Sometimes, as for Diep Tran, overhauling the menu is the focal point, while for Megha Majumdar, simply having a menu for even a single guest would have made all the difference. Elsewhere—in Italy, to be precise—Katie Quinn discovered the relationship between grief and joy. Bitter and sweet flavors have left her with an ambivalence about the prospect of a do-over—and with cravings for gelato and spaghetti.

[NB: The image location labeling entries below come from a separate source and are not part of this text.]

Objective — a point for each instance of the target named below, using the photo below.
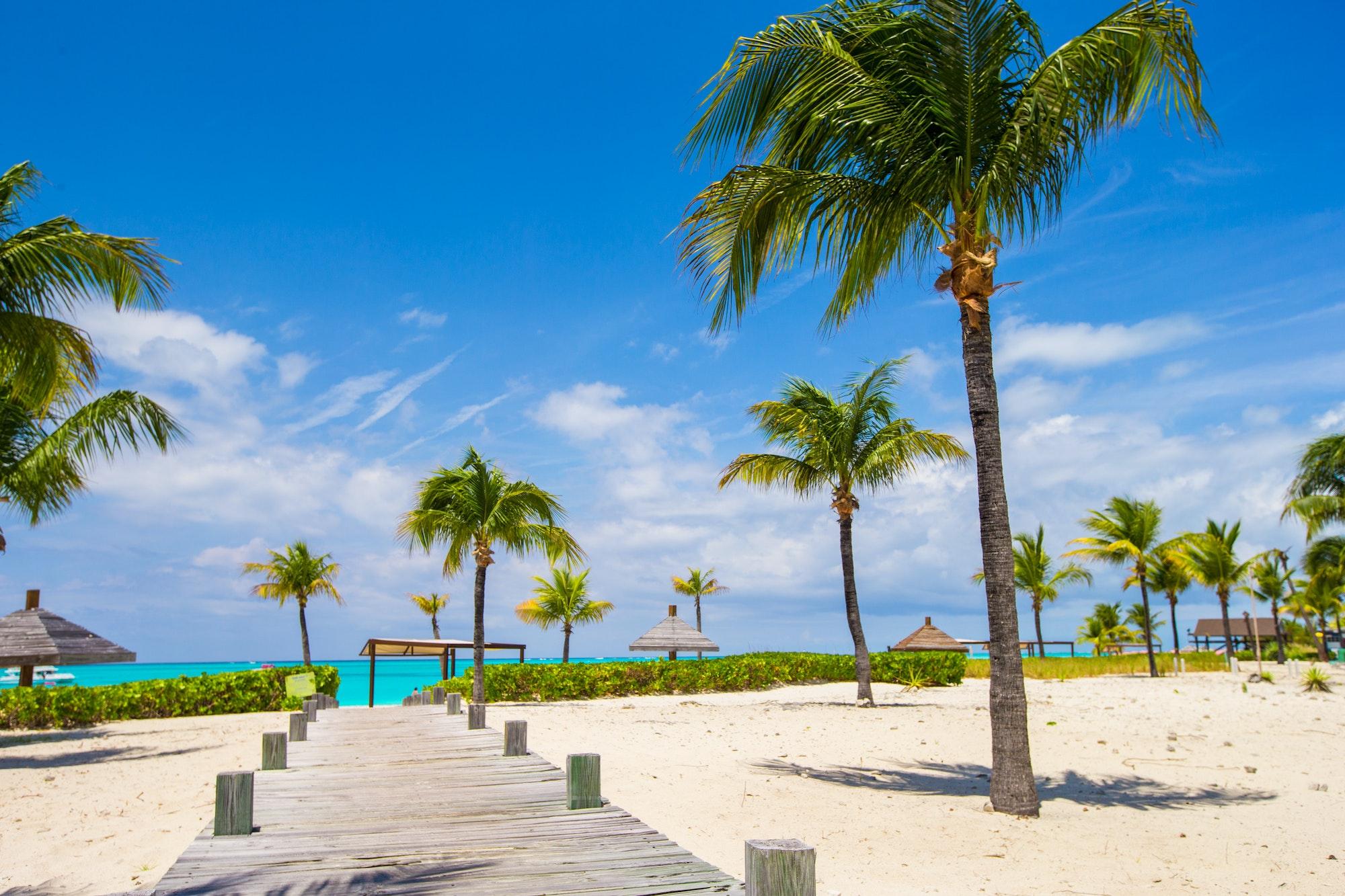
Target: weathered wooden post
(274, 749)
(477, 716)
(781, 868)
(516, 737)
(299, 725)
(233, 803)
(583, 780)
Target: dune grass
(1093, 666)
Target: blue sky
(403, 229)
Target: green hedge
(245, 692)
(746, 671)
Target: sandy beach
(1172, 784)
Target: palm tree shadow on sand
(969, 779)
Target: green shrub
(746, 671)
(245, 692)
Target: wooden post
(781, 868)
(516, 739)
(233, 803)
(274, 749)
(583, 780)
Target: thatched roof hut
(675, 635)
(930, 637)
(34, 637)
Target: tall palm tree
(1034, 575)
(1317, 494)
(48, 271)
(871, 136)
(1125, 534)
(297, 573)
(563, 600)
(1210, 557)
(1168, 577)
(1266, 581)
(697, 585)
(470, 509)
(431, 604)
(849, 444)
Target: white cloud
(423, 319)
(1082, 345)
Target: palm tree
(1210, 559)
(1125, 534)
(48, 271)
(431, 604)
(1317, 494)
(1034, 575)
(297, 573)
(1104, 628)
(474, 506)
(697, 585)
(564, 602)
(841, 446)
(1266, 583)
(870, 138)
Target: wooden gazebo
(930, 637)
(675, 635)
(443, 647)
(34, 637)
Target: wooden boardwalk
(406, 799)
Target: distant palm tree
(1125, 534)
(474, 506)
(564, 602)
(867, 138)
(431, 604)
(1034, 575)
(697, 585)
(301, 575)
(856, 443)
(1211, 559)
(1104, 628)
(1317, 494)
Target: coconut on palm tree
(1211, 559)
(474, 507)
(431, 604)
(868, 139)
(697, 585)
(297, 573)
(1035, 575)
(1125, 534)
(563, 600)
(843, 447)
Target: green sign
(301, 685)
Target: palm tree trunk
(479, 637)
(852, 614)
(1149, 627)
(1012, 786)
(303, 633)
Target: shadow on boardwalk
(969, 779)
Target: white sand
(1147, 786)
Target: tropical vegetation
(470, 510)
(868, 138)
(297, 573)
(856, 443)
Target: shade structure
(673, 637)
(930, 637)
(443, 647)
(37, 637)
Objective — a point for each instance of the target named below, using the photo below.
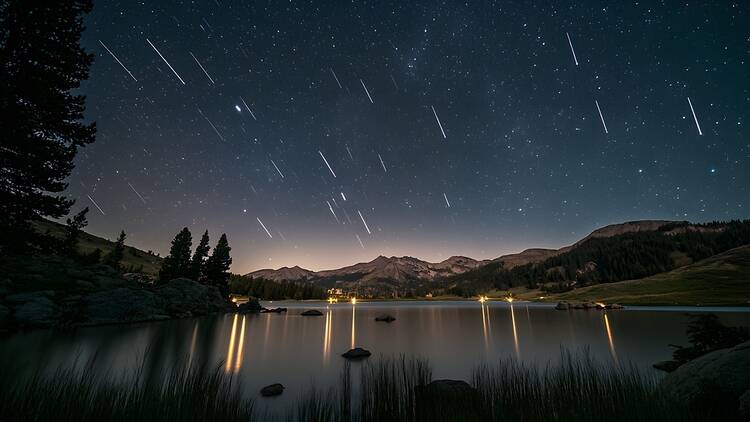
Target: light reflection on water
(294, 350)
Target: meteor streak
(264, 228)
(438, 120)
(326, 161)
(364, 222)
(571, 48)
(118, 60)
(100, 208)
(601, 117)
(695, 118)
(202, 68)
(366, 91)
(165, 61)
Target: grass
(721, 280)
(133, 258)
(389, 389)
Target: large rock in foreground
(447, 400)
(718, 379)
(176, 299)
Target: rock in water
(272, 390)
(250, 307)
(385, 318)
(718, 379)
(357, 353)
(562, 306)
(447, 400)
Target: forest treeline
(626, 256)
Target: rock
(5, 314)
(385, 318)
(718, 380)
(274, 310)
(250, 307)
(357, 353)
(122, 305)
(34, 310)
(272, 390)
(667, 365)
(745, 404)
(183, 295)
(447, 400)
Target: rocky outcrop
(385, 318)
(720, 379)
(447, 399)
(357, 353)
(272, 390)
(178, 298)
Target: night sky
(489, 133)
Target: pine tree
(41, 63)
(73, 228)
(217, 266)
(177, 263)
(198, 262)
(115, 256)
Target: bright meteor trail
(118, 60)
(165, 61)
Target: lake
(261, 349)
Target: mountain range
(408, 271)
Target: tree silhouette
(114, 258)
(198, 262)
(41, 62)
(217, 266)
(73, 228)
(177, 263)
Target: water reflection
(515, 331)
(240, 347)
(354, 312)
(327, 335)
(609, 337)
(485, 324)
(230, 350)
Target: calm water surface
(295, 350)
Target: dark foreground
(388, 389)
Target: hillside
(133, 257)
(723, 279)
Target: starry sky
(324, 133)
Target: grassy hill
(88, 243)
(722, 279)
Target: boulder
(5, 314)
(183, 295)
(252, 306)
(34, 310)
(274, 310)
(447, 399)
(272, 390)
(718, 379)
(122, 305)
(745, 404)
(385, 318)
(357, 353)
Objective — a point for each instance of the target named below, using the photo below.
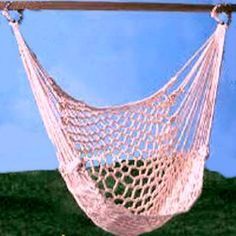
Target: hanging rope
(133, 167)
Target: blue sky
(106, 58)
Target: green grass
(38, 203)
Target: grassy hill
(38, 203)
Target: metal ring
(9, 17)
(222, 8)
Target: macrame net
(133, 167)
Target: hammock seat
(131, 168)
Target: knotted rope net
(133, 167)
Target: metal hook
(222, 8)
(10, 19)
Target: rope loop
(217, 11)
(10, 18)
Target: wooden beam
(108, 6)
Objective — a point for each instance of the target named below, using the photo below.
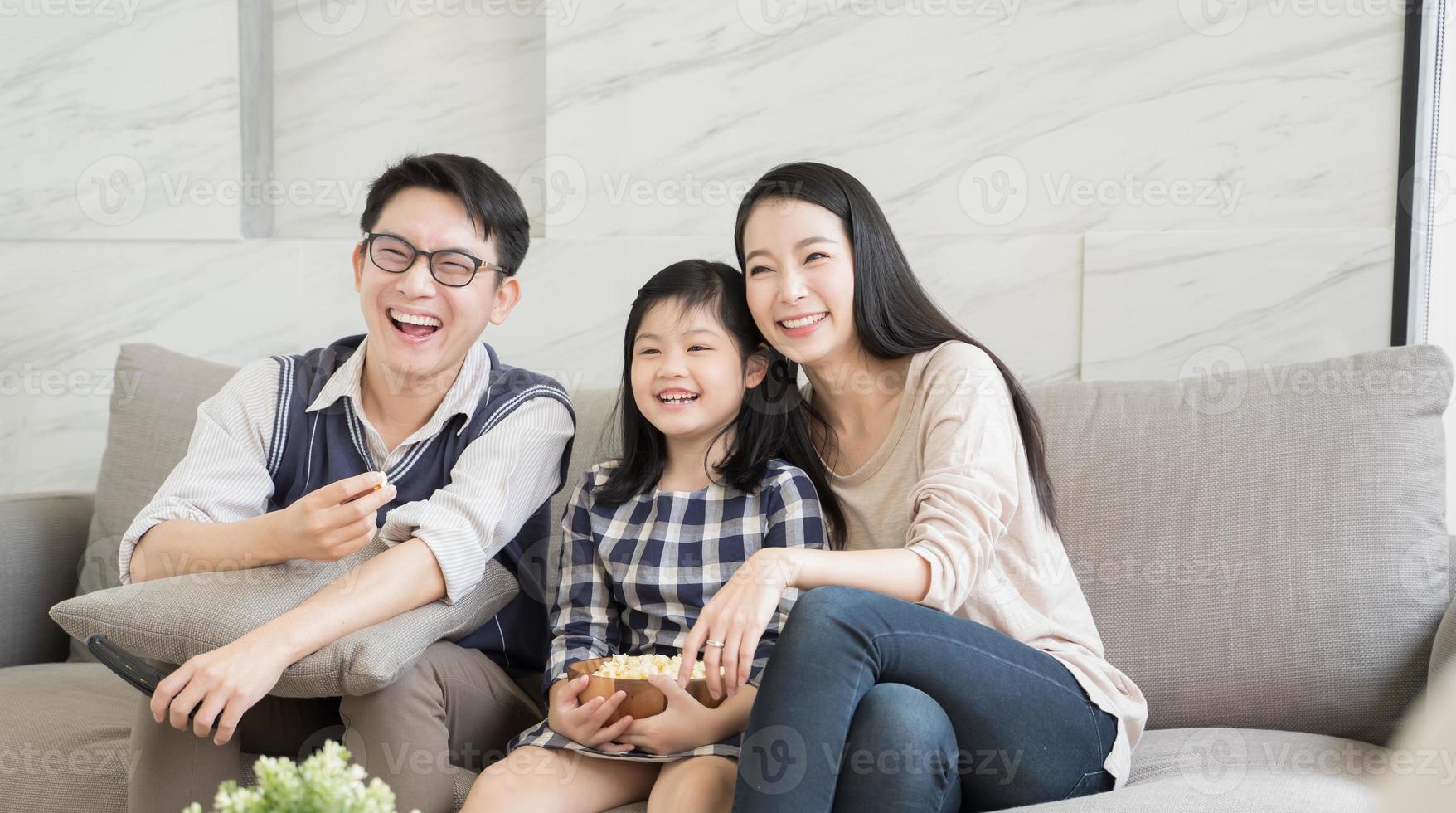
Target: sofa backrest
(1264, 548)
(1259, 549)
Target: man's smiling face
(418, 327)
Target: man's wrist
(267, 538)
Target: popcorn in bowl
(638, 668)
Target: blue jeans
(871, 703)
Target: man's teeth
(414, 319)
(803, 323)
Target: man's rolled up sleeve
(498, 483)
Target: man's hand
(221, 685)
(325, 525)
(583, 722)
(683, 726)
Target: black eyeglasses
(447, 267)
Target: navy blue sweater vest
(313, 449)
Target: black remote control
(131, 669)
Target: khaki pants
(454, 710)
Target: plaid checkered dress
(635, 576)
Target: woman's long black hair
(895, 316)
(769, 424)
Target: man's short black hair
(489, 202)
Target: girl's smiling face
(687, 375)
(799, 277)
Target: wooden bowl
(644, 699)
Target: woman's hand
(683, 726)
(737, 616)
(583, 722)
(221, 685)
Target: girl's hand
(683, 726)
(737, 616)
(583, 722)
(221, 685)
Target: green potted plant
(325, 782)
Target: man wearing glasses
(415, 431)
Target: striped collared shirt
(497, 484)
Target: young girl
(716, 464)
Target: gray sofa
(1265, 556)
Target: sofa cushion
(146, 437)
(1236, 770)
(65, 730)
(177, 618)
(1264, 548)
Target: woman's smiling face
(799, 277)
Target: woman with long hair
(947, 657)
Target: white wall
(1094, 190)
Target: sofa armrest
(41, 539)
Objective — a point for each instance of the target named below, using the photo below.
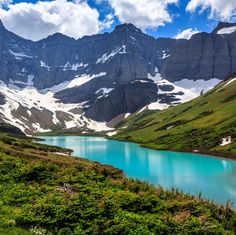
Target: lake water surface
(215, 178)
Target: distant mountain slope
(7, 128)
(77, 83)
(207, 123)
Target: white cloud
(186, 34)
(36, 21)
(221, 9)
(143, 13)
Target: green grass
(45, 193)
(197, 125)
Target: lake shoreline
(221, 155)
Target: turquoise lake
(215, 178)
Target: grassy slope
(96, 199)
(199, 124)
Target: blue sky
(76, 18)
(181, 20)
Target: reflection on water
(214, 177)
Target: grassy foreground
(199, 125)
(45, 193)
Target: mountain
(205, 124)
(60, 82)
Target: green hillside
(199, 125)
(42, 192)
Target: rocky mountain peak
(222, 25)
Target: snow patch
(77, 81)
(73, 67)
(44, 65)
(105, 57)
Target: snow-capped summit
(97, 78)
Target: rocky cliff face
(102, 76)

 A few of these essays might defy your expectations of food writing in that they bring up some challenging topics and ask us to confront them head-on. But even in that, they celebrate food and how it permeates every aspect of our lives. We hope you savor these words in all their deliciousness and complexity.

About the Editor: Charlotte Druckman is a New Yorker whose work has appeared in many publications over the years, including The New York Times, The Wall Street Journal, The Washington Post, and Food & Wine. She conceived and edited the collection Women on Food and is the author of Skirt Steak: Women Chefs on Standing the Heat and Staying in the Kitchen. She has also written two cookbooks. Fun fact: She was the creator of Food52’s Tournament of Cookbooks (aka the Piglet, RIP).

How to Blow Off Your New Year's Dieting Resolutions Every Single Day

For comedian and writer Samantha Irby, fad diets are simply small hurdles when French fries and cheese beckon.

A person meditating

Simone Massoni 

January 1, Breakfast: All things seem possible, and the most possible-seeming possibility is that this might be the year I become a person who meal-preps and/or really gets into health food like beans. Yesterday, I was drunk and full of cheeseburgers, but today? Today, I am a person who drinks warm water with lemon to start her day and takes an enormous multivitamin without choking on it before making an adult smoothie that doesn’t have juice and/or ice cream in it and is also green, which = health. — Samantha Irby

What I Learned From My Bitter and Sweet Year in Southern Italy

Katie Quinn's time in Italy left her with difficult memories tempered with anticipation and gratitude.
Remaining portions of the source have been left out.